[e2e] Achieving Scalability in Digital Preservation (yes, this is an e2e topic)

Wed Jul 18 12:15:23 PDT 2012

Hey Joe,

On Jul 18, 2012, at 11:20 AM, Joe Touch wrote:

> Archive solutions don't necessarily benefits from widescale adoption. If my archive uses one solution for data maintenance, and yours uses another, there's no inherent benefit besides reuse of the solution, unless merging archives is an issue.

The first thing to see is that Digital Preservation requires interoperability between the present and future. The data that is stored today must be readable and interpretable a long time from now.

Readability is more than a matter of survival of the storage medium. As those who work in forensics point out, the mechanical and electronic mechanisms that connect the storage medium to an operational computer system must be maintained. If you have a file system stored in some old tape format, can you find an operational drive, and does it connect to an I/O bus on any system that can still execute instructions, and do you have a version of the OS with compatible drivers that understands the format with which the files were written out? Is there an application that can interpret the files? if one gets around these issues by assuming that there will always be timely copying of data to new media and formats, then it is necessary to accept a higher risk of losing the data altogether due to violation of these assumptions.

Since the writer does not know the identity of the reader, the set of potential readers must be taken into account. These are spread throughout time, and could amount to a large community.

It is also important to take into account that data stored in an archive does not necessarily stay in the same archive over its entire lifespan.
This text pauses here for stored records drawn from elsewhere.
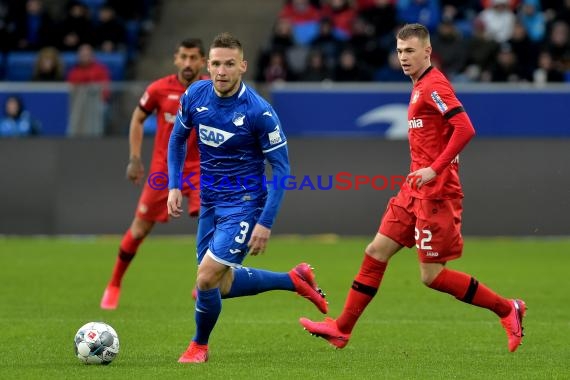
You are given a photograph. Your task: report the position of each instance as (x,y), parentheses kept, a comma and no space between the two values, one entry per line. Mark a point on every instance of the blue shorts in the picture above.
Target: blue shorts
(224,230)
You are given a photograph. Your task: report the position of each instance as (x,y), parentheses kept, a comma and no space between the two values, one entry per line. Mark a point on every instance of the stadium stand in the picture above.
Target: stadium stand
(529,29)
(20,65)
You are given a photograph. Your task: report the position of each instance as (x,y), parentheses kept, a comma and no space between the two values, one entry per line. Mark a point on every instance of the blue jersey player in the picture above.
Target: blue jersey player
(238,131)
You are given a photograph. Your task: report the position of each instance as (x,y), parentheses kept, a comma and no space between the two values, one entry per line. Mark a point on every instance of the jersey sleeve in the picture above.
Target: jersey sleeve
(269,131)
(444,99)
(178,140)
(149,99)
(274,146)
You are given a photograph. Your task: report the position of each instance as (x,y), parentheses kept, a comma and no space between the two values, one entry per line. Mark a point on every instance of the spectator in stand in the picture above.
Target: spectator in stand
(382,17)
(282,37)
(459,10)
(506,68)
(391,71)
(17,121)
(348,69)
(76,28)
(525,49)
(88,70)
(131,10)
(49,66)
(563,14)
(546,70)
(511,4)
(558,45)
(342,15)
(90,95)
(499,20)
(277,69)
(426,12)
(326,41)
(110,34)
(33,26)
(304,18)
(300,11)
(532,18)
(450,48)
(316,69)
(366,45)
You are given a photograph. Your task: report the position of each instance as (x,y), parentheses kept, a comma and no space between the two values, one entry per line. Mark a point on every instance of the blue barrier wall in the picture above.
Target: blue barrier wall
(381,110)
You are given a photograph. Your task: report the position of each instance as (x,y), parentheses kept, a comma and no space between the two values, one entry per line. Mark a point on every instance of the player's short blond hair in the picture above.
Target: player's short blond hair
(414,30)
(226,40)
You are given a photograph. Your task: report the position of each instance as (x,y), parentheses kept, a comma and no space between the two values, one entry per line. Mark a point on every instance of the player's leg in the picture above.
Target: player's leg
(396,231)
(439,240)
(250,281)
(128,248)
(208,301)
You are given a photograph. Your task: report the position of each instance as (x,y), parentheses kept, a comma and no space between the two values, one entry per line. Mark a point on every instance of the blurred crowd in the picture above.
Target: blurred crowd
(59,27)
(473,40)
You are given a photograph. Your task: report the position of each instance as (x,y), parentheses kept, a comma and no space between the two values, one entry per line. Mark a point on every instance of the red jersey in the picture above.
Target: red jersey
(163,95)
(432,104)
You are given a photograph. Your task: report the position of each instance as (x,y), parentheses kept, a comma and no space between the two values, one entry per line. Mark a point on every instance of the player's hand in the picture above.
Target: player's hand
(258,240)
(135,171)
(420,177)
(174,203)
One important aspect of Digital Preservation is what is called "federation" of archives, meaning that the data in one archive may be accessed through another archive, or that data from one archive may be moved to another archive. These scenarios are particularly important when the funding or institutional will of one institution to maintain the data is diminished. In these cases, interoperability between archives can be important.

There's also the issue  of vendor lock-in, which is again a matter of interoperability over time. If an archive uses interfaces that are non-standard, then when it comes time to replace its systems it may be locked in to one vendor. Unless the vendor stops supporting the products used by that archive, in which case it may be necessary to migrate its entire collection to some other vendor's interfaces and representations. That can impose a high cost, or even spell the end of particular archive's operations.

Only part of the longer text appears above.